Airflow is the open source standard for orchestrating ETL/ELT data pipelines.

Use Airflow for ETL/ELT pipelines

Extract-Transform-Load (ETL) and Extract-Load-Transform (ELT) data pipelines are the most common use case for Apache Airflow. 90% of respondents in the 2023 Apache Airflow survey are using Airflow for ETL/ELT to power analytics use cases.

The video below shows a simple ETL/ELT pipeline in Airflow that extracts climate data from a CSV file, as well as weather data from an API, runs transformations and then loads the results into a database to power a dashboard. You can find the code for this example here.


Why use Airflow for ETL/ELT pipelines?

Airflow is the de-facto standard for defining ETL/ELT pipelines as Python code. Airflow is popular for this use case because it is:

  • Tool agnostic: Airflow can be used to orchestrate ETL/ELT pipelines for any data source or destination.
  • Extensible: There are many Airflow modules available to connect to any data source or destination, and you can write your own custom operators and hooks for specific use cases.
  • Dynamic: In Airflow you can define dynamic tasks, which serve as placeholders to adapt at runtime based on changing input.
  • Scalable: Airflow can be scaled to handle infinite numbers of tasks and workflows, given enough computing power.
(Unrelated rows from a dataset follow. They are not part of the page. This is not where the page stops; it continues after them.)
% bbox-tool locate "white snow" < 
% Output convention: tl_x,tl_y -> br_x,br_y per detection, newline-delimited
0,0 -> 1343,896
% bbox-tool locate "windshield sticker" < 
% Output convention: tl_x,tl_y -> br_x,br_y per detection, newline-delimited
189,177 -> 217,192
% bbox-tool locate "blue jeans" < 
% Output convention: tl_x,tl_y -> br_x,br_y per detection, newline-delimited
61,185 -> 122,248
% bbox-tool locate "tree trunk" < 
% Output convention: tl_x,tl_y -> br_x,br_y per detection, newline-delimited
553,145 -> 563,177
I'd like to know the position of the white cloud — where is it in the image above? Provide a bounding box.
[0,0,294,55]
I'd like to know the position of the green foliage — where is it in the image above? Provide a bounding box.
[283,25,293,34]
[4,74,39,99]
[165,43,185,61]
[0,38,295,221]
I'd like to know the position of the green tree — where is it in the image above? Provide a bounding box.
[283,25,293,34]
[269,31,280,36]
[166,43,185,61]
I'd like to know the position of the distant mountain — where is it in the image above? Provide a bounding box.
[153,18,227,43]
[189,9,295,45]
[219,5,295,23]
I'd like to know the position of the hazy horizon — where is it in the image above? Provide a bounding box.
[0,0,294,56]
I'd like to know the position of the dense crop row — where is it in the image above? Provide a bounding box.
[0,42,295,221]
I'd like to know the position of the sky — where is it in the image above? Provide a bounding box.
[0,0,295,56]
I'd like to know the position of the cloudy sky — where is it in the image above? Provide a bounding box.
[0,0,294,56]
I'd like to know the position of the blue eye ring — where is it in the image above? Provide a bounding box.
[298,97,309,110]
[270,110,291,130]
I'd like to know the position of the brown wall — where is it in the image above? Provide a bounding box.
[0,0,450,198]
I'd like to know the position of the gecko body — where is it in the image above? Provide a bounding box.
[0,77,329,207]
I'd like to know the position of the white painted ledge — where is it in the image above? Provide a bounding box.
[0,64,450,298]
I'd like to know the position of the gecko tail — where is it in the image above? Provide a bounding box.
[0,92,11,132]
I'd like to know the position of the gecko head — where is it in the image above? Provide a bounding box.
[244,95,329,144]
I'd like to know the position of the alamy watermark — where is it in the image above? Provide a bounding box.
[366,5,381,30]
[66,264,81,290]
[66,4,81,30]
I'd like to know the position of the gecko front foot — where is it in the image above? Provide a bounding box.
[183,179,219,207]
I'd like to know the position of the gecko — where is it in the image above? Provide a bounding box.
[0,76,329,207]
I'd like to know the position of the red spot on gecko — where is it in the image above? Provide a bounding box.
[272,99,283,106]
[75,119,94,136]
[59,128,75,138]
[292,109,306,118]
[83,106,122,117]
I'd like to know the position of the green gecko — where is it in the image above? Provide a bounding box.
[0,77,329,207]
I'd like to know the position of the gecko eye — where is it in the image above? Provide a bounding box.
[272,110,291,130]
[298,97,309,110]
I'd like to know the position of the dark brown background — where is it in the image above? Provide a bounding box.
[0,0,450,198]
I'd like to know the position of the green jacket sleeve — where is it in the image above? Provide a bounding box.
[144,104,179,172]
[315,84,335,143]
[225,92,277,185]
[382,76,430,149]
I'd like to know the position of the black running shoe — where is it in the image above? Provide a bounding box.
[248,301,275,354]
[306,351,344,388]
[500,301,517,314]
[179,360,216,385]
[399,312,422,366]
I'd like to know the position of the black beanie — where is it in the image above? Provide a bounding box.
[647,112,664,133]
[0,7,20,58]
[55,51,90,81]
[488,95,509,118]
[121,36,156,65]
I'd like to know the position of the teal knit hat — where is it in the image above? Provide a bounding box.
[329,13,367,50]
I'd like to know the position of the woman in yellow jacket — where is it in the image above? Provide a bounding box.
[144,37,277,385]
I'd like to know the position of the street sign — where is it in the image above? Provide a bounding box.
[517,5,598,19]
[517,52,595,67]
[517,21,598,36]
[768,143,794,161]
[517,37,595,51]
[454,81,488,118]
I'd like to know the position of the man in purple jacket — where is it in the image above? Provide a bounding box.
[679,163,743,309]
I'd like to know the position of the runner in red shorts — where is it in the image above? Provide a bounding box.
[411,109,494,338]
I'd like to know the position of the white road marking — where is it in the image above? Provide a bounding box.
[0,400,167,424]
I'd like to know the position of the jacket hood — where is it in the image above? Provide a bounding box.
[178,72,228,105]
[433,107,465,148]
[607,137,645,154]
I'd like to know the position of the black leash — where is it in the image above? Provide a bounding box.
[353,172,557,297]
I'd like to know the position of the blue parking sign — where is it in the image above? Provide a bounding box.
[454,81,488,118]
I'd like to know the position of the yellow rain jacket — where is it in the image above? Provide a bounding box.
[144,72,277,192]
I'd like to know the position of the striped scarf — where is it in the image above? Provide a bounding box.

Airflow features for ETL/ELT pipelines

Airflow has several key features that make it a great option for ETL/ELT:

  • Datasets: In Airflow you can schedule your DAGs in a data-driven way, based on updates to Datasets from any other task in your Airflow instance.
  • Object Storage: The Airflow Object Storage is an abstraction over the Path API that simplifies interaction with object storage systems such as Amazon S3, Google Cloud Storage, and Azure Blob Storage.
  • Airflow providers: Airflow providers extend core Airflow functionality with additional modules to simplify integration with popular data tools. You can find a list of active providers here.